There are two distinct articles in the new Common Fisheries Policy agreed by the Council of Ministers in December - articles 12 and 13. Article 12 is of huge significance in terms of the way the Commission is interpreting it. That article states that the reference levels shall be the sum of the objectives of the multi-annual guidance programme 1997 to 2002 - pursuant to the Council decision 97/413. To put that in plain language, Ireland had fleet targets to reach by the end of last December, which we actually met. Going forward, the Council of Ministers signed up to those targets. In terms of numbers, when one is talking about fleet capacity there are two central issues - the gross tonnage, which is the volume measurement of the vessel; and the power of the vessel, which is measured in kilowatts.
In terms of gross tonnage, the figure that Ireland had to reach by the end of December 2002 was just over 83,000 gross tonnes. In terms of kilowatts, roughly 215,000 was the reference level. Those two figures are important to remember because the nub of the problem lies in those figures. The Commission is no longer accepting that these are the reference levels for the Irish fleet.
Article 13, which the Minister for Communications, Marine and Natural Resources signed up to, deals with vessels coming off and on the register. There are two different categories in this. One deals with vessels that are to be grant-aided in the future. However, it is unlikely that Ireland will have a grant-aid scheme in the future. If one was to bring in a boat, one would have to remove 35% of tonnage and kilowatts to receive grant aid. One would also have to reduce the overall size of the fleet by 3%. This is a non-runner for Ireland going forward. A major issue for us was the non grant-aided vessels. It was to be a one-to-one replacement capacity. For the first time, that is written into EU legislation. There was provision for an entry-exit regime before this, but this is the first time it has been defined as one-to-one. It is important to remember Ireland has operated such a scheme for the past ten years.
In March 2003 the industry was first informed verbally. In May we saw the Commission's proposal. What the Commission is saying is that the reference levels for the Irish fleet are not the 80,000 GT and 215,000 kilowatts. Instead, it is actually what was physically on the Irish register on 1 January 2003. That is contrary to what the Council agreed in December 2002. I defy any Commission official to show me in the text of the Common Fisheries Policy where it is stated that the reference levels should be as on the fishing vessel register on 1 January 2003. It is not there. One wonders can the Commission read plain English or is there another argument taking place?

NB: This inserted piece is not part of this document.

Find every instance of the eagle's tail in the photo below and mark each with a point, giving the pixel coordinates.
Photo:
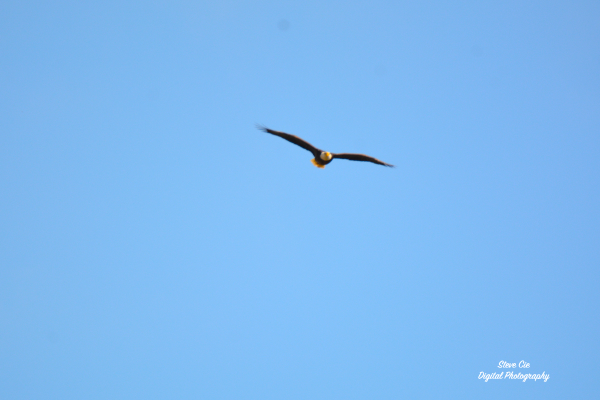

This is not just a fisheries issue. There is a fundamental point of principle involved here. What is happening is that the Commission proposes and the Council disposes. The Commission is taking on powers that it did not get from the Council. If it does manage to get this through, we are calling on the Minister for Communications, Marine and Natural Resources and the Government to challenge it using whatever means are necessary. The fundamental principle here is that the Commission cannot go beyond the powers that the Council gives it. It is also a fundamental principle in the treaties of the European Union. We have a battle taking place between the Council and the Commission.
What are the implications if these proposals go through? This is an issue that will have an impact from Clogher Head to Malin Head. There are many individuals in Ireland who had tonnage off-register on 1 January and there are many reasons this was the case. The bottom line is that all those individuals would have received letters of comfort from the Department of Communications, Marine and Natural Resources that they owned so many kilowatts and tonnes. Now, at the stroke of a pen that is wiped away. My estimate, given my knowledge of the Irish fleet, is that if the Commission gets its way on this proposal on 15 July, we are talking about reducing the fleet at the stroke of a pen by 15%. In GT terms, it brings us down to 70,000 instead of 85,000 and down to 183,500 kilowatts.
At those levels, the viability of the Irish fleet is in question. If it does go ahead, there will be large scale unemployment in coastal areas - it will not be in just one area, but in all coastal areas. There will also be bankruptcies. There is no justification for these proposals by the Commission. If we cannot resolve this issue satisfactorily, the other issues we are discussing become irrelevant.